Increasingly on-the-go, the Greek obsession for frappé extends beyond cafes, where the beverage is served in glasses. Part of the appeal of the frappé, as with any coffee, is that it’s portable. “On the go” might seem to be a contradiction given the frappé’s history, but it’s common to see trash cans overflowing with plastic cups and straws, or littered on the street. It’s becoming a problem for Greece. A 2015 study found that 60 percent of Greece’s litter was concentrated around the Saronic Gulf near Athens; 95 percent of that litter was composed of single-use plastic, like bags, straws, and cups.

In January, the European Union launched a 12-year program aimed at reducing plastic waste across its member states, Greece included.
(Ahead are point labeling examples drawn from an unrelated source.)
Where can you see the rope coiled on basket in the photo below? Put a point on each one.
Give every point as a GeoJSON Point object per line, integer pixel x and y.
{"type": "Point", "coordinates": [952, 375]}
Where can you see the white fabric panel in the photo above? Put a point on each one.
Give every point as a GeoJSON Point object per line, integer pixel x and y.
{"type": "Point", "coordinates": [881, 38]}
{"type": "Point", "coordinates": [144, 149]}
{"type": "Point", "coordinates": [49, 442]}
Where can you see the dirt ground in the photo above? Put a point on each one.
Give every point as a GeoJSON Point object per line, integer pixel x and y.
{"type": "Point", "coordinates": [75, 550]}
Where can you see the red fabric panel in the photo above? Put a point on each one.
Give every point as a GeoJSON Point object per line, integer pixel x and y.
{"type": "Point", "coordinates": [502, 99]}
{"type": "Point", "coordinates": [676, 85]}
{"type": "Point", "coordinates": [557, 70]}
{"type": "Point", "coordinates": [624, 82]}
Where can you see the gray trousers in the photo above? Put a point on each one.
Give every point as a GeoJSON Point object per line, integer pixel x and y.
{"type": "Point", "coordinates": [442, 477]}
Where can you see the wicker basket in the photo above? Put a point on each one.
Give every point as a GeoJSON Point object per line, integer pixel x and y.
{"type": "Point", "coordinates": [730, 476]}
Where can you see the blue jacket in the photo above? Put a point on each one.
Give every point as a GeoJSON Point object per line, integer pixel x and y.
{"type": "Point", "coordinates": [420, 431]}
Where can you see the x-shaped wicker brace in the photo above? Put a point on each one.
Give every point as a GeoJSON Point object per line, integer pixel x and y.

Greece has made some positive steps to reducing plastic—on January 1, 2018, stores introduced a pay policy for plastic bags (Greeks use an average 296 per year; compare that with the conservative 4 Finnish people use). "Plastic is the most difficult material, given its chemical composition," Ioanna Kapsimali, an environmental officer at Fyli, Greece’s largest landfill, told the Christian Science Monitor in April.

Greenpeace estimates that Greeks use 1 million plastic coffee cups a day. A new project is aiming to reduce that waste by encouraging cafes across the country to offer discounts to customers who bring reusable cups into the shop. The project is called Sto Potiri Mou, meaning “in my cup.” In Greece, there’s a good chance it’s filled with frappé.